各保険会社から、一般的には10月頃に控除証明書が届きますので大切に保管しておきましょう。
一方、個人事業主やフリーランスの方は年末調整がないため確定申告が必要となります。
控除を受ける場合は確定申告の際に控除額を計算し、控除証明書を添付して申告します。確定申告は時期が決まっているため忘れずに申告しましょう。
また生命保険料控除を受ける際の注意点も確認しておきましょう。
■保険料控除証明書を紛失したら
控除証明書を紛失した場合は、保険会社に依頼して再発行が可能です。
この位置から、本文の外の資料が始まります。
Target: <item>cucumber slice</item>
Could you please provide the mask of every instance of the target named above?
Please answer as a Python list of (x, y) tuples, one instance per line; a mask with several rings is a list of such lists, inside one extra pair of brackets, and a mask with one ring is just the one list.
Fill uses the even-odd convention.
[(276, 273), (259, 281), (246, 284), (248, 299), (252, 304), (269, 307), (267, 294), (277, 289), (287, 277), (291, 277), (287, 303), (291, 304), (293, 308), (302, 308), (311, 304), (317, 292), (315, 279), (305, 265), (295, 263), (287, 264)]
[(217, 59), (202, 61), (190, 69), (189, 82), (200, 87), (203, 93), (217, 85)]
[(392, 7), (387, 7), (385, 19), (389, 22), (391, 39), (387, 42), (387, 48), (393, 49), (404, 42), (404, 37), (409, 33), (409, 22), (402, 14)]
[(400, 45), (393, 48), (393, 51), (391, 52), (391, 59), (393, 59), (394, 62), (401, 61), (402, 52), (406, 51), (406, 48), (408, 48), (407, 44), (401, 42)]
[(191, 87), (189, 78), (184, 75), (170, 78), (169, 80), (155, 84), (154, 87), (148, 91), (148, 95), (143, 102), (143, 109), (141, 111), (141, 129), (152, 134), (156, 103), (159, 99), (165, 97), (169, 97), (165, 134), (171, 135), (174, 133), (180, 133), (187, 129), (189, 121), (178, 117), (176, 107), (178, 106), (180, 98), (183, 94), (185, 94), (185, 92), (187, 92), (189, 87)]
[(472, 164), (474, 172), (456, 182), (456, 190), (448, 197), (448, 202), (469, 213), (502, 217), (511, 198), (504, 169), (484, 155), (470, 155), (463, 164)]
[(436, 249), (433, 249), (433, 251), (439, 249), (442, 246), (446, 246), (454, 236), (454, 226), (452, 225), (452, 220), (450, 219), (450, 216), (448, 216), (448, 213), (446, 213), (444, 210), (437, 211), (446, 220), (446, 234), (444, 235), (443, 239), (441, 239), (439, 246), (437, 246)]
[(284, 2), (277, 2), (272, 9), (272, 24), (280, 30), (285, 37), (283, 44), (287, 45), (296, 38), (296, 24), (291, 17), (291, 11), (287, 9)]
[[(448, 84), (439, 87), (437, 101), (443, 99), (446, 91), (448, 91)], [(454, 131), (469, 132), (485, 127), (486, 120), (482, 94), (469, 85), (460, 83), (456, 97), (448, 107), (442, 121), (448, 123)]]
その際、証券番号や契約者名、登録住所などが必要になるため手元に準備しておきましょう。
■申告を忘れてしまったら
年末調整や確定申告で申告をしなかった場合は、再度確定申告(還付申告、更正の請求等)をして控除することが可能です。過去5年以内であれば遡っての申告ができますので、気付いたタイミングで内容を確認するようにしましょう。
■年末調整後の保険の見直し
一般的に年末調整は12月の給料の支払いで精算を完了するため、保険見直しのタイミングによっては保険会社からの控除証明書が間に合わず年末調整で考慮されない可能性があります。
そのような場合は自分で控除額を計算し、確定申告を行うことで保険料控除を受けることが可能です。
■個人年金保険料控除を受けるときの注意点
個人年金保険料控除を適用するには所定の条件を満たす必要があり、条件を満たさない場合は控除の適用となりません。
<条件>
・年金支払開始日における被保険者の年齢が60歳以上 ・年金支払期間が10年以上 |
また変額個人年金については、個人年金保険料控除ではなく一般生命保険料控除の対象となるため注意が必要です。
今回は、生命保険料控除についてお伝えしました。
こうした税金控除については、知っているとお得になる制度がたくさんありますが、基本的には自己申告が必要となります。
年末調整や確定申告で各種控除の申告を行わなかった場合、控除を受けられないことで総所得額が多くなってしまうため支払う税金も多くなります。できるだけ支払う税金を抑えたい人は、必ず各種控除の申請・申告手続きを行うようにしましょう。
また年末調整に関しては申告ミスや漏れがあると、最終的には自分で確定申告をしなければなりません。確定申告は計算が複雑になることも多く手間がかかるため、事前に必要書類の確認や記入ミスが無いよう十分注意して年末調整の申告を行うようにしましょう。